I have a question about the various health care freedom amendments floating around various states. I was curious why these efforts are state amendments as opposed to regular state laws passed by the state legislatures? Just curious. Thanks.
I agree Mary Pilcher Cook, I think this is a good thing.
This is a matter of principles and individual liberty, not one of economics, or really even health-care.
But the signal most important thing we have: our individual freedom. The senator from Colorado was wrong when he suggested all they really need is a resolution to declare that in the States view which is legally binding with in the state that the act by congress to attempt to force all Americans to buy a service is an unlawful one, that goes far and beyond their limited constitutional authority.
But your amendment in Kansas, it think is about much more then that, its about protecting the rights of the people to freedom and self-determination, its about defending in Constitutional law the most basic principles of individual freedom and self-determination upon which Kansas, and America at large was build.
My heart is with you Pilcher Cook, as is I hope the heart of every freedom loving American, things like this are far too important to be simply left to resolutions.

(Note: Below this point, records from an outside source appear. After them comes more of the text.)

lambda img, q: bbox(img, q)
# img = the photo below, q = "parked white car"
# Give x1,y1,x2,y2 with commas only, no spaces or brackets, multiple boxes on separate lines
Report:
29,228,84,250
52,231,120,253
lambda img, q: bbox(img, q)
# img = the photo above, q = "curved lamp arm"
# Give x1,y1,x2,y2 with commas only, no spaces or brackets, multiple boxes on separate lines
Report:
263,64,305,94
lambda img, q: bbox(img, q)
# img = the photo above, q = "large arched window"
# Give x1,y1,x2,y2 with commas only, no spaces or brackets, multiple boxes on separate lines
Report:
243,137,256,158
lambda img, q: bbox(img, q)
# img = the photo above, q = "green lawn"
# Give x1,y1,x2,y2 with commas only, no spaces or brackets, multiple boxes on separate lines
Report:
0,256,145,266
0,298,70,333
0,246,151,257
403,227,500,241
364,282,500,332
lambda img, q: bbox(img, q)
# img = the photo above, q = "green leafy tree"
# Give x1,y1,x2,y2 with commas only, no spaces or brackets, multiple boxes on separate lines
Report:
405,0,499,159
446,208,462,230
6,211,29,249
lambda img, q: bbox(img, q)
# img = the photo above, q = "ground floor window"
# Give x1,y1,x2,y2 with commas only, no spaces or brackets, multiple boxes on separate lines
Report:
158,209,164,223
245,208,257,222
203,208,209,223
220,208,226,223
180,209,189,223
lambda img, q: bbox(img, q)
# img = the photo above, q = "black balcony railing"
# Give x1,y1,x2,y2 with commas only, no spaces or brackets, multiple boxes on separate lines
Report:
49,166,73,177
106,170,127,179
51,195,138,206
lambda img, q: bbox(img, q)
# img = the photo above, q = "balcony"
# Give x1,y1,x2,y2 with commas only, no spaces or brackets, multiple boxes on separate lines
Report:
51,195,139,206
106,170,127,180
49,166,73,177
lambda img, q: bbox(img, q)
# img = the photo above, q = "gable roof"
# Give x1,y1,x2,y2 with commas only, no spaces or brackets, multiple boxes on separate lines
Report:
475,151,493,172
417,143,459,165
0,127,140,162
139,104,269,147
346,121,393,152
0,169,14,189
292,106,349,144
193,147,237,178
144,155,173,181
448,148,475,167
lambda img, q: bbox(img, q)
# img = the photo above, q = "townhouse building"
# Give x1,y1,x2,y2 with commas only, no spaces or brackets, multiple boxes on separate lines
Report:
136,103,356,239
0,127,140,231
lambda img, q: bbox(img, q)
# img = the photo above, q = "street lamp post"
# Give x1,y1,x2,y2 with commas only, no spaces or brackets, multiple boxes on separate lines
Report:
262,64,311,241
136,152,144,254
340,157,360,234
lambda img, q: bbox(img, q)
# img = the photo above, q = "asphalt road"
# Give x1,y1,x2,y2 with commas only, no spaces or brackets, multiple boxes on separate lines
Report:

Theses Principles are already in our most basic of American Constitution's, they should also be enshrined in our State Constitution, to help protect our essential rights, as free men and women.
A simple resolution in the defense of theses most fundamental of individual rights of self-determination does not do their central important to the American dream nearly enough justice!
Hard to say for sure...but if they pass, they get the boost of having been approved by the people themselves.
Probably cause they are thinking the State Constitution out ranks federal law, particularly unconstitutional federal law.
In theory there should be little to no area of overlap, with health-care being strictly a state issue.
If you accept the theory that they are duel sovereigns then the state Constitution in matters of duel powers, should overwrite federal laws within the domain of that state.
The other more important concern here is assuming we win this fight to stop the Federal government from imposing this on us, what is to stop further state legislators from taking away the same freedom except the State Constitution?
so to me it makes perfect sense to go ahead and do a state Constitutional amendment, kill 2 birds with 1 stone and do it in a way fitting of the high importance of theses rights.